⬤ Gold (XAU/USD) staged a recovery after dropping sharply on the 1-hour timeframe, bouncing from a key liquidity zone and climbing back toward the mid-$4,450s. The recent price action showed a classic sell-side liquidity sweep—where price dipped below recent lows to trigger stops—before reversing hard to the upside. This kind of move often signals a shift in order flow, and gold quickly recovered to around $4,451.89 after briefly testing support.
⬤ The dip below recent lows was interpreted as a "stophunt," clearing out weak hands before the market reversed direction. Strong bullish candles followed, confirming what traders call a structural reaction. Price moved back into a discount zone—the shaded area on the chart where buyers were waiting to step in. From there, the structure favors continuation toward a premium target near $4,476.
⬤ As long as gold stays supported above the reclaimed short-term zone, the path of least resistance appears to be higher. The setup relies on institutional-style concepts like liquidity sweeps, displacement, and order block interaction—basically, the idea that price hunts liquidity before making its real move. The target sits at the recent upper resistance zone, with the projected path curving upward if conditions hold.

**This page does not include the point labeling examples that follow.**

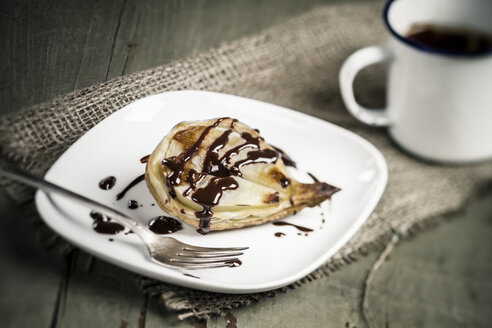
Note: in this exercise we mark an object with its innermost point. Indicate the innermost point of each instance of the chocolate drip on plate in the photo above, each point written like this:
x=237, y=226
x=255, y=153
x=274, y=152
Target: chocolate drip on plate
x=163, y=225
x=103, y=224
x=132, y=204
x=107, y=183
x=301, y=228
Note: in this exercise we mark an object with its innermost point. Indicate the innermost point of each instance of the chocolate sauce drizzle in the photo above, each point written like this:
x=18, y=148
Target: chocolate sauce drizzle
x=132, y=204
x=144, y=159
x=107, y=183
x=301, y=228
x=103, y=224
x=208, y=197
x=219, y=167
x=235, y=263
x=163, y=225
x=130, y=186
x=313, y=177
x=285, y=158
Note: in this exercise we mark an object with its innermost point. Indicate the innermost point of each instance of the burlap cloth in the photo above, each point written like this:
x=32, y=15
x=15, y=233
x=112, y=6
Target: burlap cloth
x=296, y=65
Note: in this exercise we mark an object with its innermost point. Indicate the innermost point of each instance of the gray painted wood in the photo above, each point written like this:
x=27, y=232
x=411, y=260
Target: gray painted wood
x=439, y=279
x=51, y=48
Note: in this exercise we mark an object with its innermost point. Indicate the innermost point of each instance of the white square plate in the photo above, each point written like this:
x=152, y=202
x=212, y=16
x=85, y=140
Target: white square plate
x=115, y=146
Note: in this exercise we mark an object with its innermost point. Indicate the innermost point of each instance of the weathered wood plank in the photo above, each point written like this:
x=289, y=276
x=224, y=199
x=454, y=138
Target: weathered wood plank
x=54, y=48
x=30, y=276
x=100, y=295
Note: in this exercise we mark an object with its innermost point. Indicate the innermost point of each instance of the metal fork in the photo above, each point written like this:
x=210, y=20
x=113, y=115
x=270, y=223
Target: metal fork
x=162, y=250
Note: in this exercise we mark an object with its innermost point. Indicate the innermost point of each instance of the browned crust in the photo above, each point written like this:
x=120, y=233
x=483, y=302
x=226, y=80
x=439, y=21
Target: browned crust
x=302, y=195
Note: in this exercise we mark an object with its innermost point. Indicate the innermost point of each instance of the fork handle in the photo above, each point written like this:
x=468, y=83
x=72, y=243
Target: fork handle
x=34, y=181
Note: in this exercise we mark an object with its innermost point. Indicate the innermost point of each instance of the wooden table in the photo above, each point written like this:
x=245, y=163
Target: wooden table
x=440, y=278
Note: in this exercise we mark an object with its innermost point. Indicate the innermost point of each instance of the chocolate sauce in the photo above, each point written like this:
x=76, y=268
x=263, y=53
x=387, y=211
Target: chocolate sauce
x=192, y=178
x=301, y=228
x=235, y=263
x=163, y=225
x=144, y=159
x=200, y=323
x=212, y=164
x=210, y=196
x=267, y=156
x=132, y=204
x=107, y=183
x=313, y=177
x=130, y=186
x=190, y=275
x=103, y=224
x=219, y=167
x=231, y=321
x=285, y=158
x=176, y=164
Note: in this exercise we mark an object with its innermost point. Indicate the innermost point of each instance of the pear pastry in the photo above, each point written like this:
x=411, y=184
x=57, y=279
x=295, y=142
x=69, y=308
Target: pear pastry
x=220, y=174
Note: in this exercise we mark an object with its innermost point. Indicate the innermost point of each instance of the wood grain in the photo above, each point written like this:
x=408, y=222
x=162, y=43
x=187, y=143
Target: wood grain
x=52, y=48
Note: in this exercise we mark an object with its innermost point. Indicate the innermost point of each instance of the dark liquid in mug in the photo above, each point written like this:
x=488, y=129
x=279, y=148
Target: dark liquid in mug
x=450, y=39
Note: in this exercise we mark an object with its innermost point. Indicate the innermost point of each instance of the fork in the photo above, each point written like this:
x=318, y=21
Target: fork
x=162, y=250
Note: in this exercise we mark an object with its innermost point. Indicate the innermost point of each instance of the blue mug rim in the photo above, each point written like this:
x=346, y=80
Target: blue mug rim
x=422, y=47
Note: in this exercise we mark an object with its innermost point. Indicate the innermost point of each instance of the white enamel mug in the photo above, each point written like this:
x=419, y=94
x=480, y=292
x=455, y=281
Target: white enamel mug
x=439, y=105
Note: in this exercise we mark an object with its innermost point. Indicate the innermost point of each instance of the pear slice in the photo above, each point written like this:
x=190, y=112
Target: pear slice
x=220, y=174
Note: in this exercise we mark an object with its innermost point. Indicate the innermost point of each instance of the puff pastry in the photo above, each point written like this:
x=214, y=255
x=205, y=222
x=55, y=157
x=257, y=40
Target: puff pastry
x=220, y=174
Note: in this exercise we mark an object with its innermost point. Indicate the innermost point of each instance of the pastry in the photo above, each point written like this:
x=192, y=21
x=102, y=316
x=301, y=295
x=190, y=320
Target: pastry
x=221, y=174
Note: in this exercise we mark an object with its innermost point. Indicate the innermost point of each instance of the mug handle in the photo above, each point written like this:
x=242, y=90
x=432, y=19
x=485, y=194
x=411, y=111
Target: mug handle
x=352, y=65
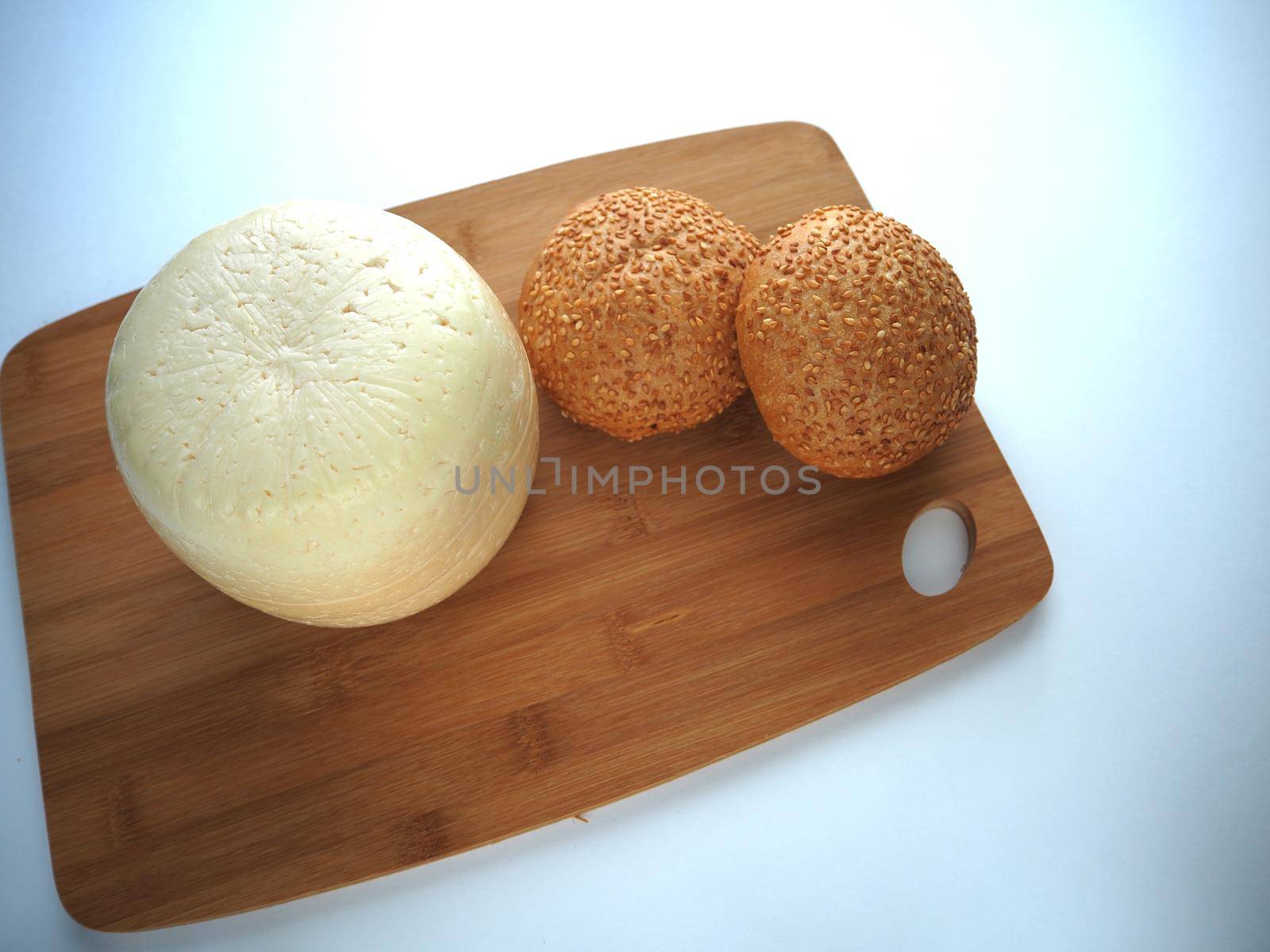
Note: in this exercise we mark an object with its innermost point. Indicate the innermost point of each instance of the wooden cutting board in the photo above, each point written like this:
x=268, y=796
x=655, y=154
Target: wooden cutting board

⬤ This technical setup matters because gold continues to react strongly to short-term liquidity grabs around intraday levels. A sustained hold above the rebalanced zone supports expectations for another push higher, while a break back below the swept range would weaken the bullish case. Trading in the mid-$4,400s with elevated volatility, gold is now at a decision point—either build on this rebound toward $4,476, or lose momentum before reaching that threshold.